Sebastian Weirauch ist Doktorand und wissenschaftliche Hilfskraft am Institut für Germanistische und Allgemeine Literaturwissenschaft der RWTH Aachen. In seiner Dissertation versucht er das Verhältnis von Erfahrung und Literatur im Werke Elfriede Jelineks und dessen Rezeption zu bestimmen. Seine generellen Forschungsschwerpunkte liegen in den Bereichen des Poststrukturalismus, der älteren und jüngeren Kritischen Theorie sowie in der Politischen Ästhetik.

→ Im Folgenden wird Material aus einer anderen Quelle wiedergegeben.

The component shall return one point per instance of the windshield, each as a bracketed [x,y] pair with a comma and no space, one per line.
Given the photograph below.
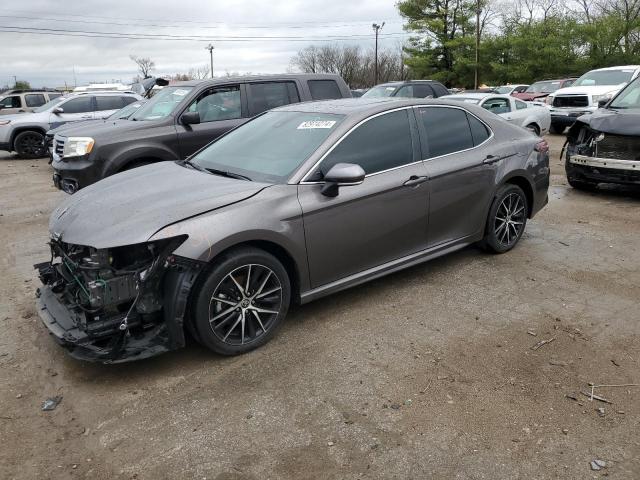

Markus Baum ist Doktorand am Institut für Politische Wissenschaft an der RWTH Aachen und arbeitet am Soziologischen Institut in Forschung und Lehre. Seine Dissertation befasst sich mit dem Verhältnis von Gerechtigkeitstheorien, Methoden der Begründung und politischer Praxis. Zudem beschäftigt er sich mit Konzeptionen der Ästhetik und der Tradition Kritischer Sozialphilosophie und Gesellschaftstheorie.